Nos quedamos los tres sentados en el comedor, mirándola sin salir de nuestro asombro.

– Como dos gotas de agua -murmuró Fermín.

Bea me miraba de refilón, intentando descifrar mis pensamientos. Me tomó de la mano y adoptó un semblante risueño, dispuesta a desviar la conversación por otros derroteros.

– ¿Y entonces, qué tal la juerga? -preguntó Bea.

– Recatada -aseguró Fermín-. ¿Y la de ustedes las féminas?

– La nuestra de recatada nada.

Fermín me miró con gravedad.

– Ya le digo yo que para estas cosas las mujeres son mucho más golfas que nosotros.

Bea sonrió enigmáticamente.

– ¿A quién llama usted golfas, Fermín?

– Disculpe usted el imperdonable desliz, doña Beatriz, que habla el espumoso del Penedés que llevo en las venas y me hace decir necedades. Vive Dios que es usted parangón de virtud y finura, y un servidor, antes de insinuar el más remoto asomo de golfería por su parte, preferiría enmudecer y pasar el resto de sus días en una celda de cartujo en silenciosa penitencia.

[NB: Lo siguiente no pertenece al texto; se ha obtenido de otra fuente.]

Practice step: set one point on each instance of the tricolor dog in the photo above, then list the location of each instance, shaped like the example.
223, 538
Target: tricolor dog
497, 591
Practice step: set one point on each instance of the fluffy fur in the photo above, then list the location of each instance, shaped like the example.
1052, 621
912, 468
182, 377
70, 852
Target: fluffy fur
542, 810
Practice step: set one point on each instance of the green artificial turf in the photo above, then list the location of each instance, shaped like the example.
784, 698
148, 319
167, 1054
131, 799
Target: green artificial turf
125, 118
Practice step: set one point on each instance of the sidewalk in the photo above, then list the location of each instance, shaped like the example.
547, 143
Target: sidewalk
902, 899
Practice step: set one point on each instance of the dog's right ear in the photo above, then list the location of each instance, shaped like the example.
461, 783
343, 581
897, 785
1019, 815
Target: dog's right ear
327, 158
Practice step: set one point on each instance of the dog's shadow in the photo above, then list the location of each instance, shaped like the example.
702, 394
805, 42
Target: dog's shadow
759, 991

– No caerá esa breva -apunté.

– Mejor no entrar en el tema -atajó Bea, mirándonos como si los dos tuviésemos once años-. Y ahora supongo que os vais a dar vuestro tradicional paseo por el rompeolas de antes de las bodas -dijo.

Fermín y yo nos miramos.

– Venga. Largaos. Más os vale estar mañana en la iglesia a la hora…

5

Lo único que encontramos abierto a aquellas horas fue El Xampanyet en la calle Monteada. Tanta pena les debimos de dar que nos dejaron quedarnos un rato mientras limpiaban y, al cerrar, ante la noticia de que Fermín estaba a horas de convertirse en un hombre casado, el dueño le dio el pésame y nos regaló una botella de la medicina de la casa.

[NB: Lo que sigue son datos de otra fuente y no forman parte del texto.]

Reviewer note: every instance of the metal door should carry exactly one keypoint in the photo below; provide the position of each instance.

– Valor y al toro -aconsejó.

Estuvimos vagando por las callejas del barrio de la Ribera arreglando el mundo a martillazos, como solíamos hacer siempre, hasta que el cielo se tiñó de un púrpura tenue y supimos que ya era hora de que el novio y su padrino, es decir yo, enfilásemos el rompeolas para sentarnos a recibir el alba una vez más frente al mayor espejismo del mundo, aquella Barcelona que amanecía reflejada sobre las aguas del puerto.

Nos plantamos allí con las piernas colgando del muelle a compartir la botella que nos habían regalado en El Xampanyet. Entre trago y trago, contemplamos la ciudad en silencio, siguiendo el vuelo de una bandada de gaviotas sobre la cúpula de la iglesia de la Mercé trazando un arco entre las torres del edificio de Correos. A lo lejos, en lo alto de la montaña de Montjuic, el castillo se alzaba oscuro como un ave espectral, escrutando la ciudad a sus pies, expectante.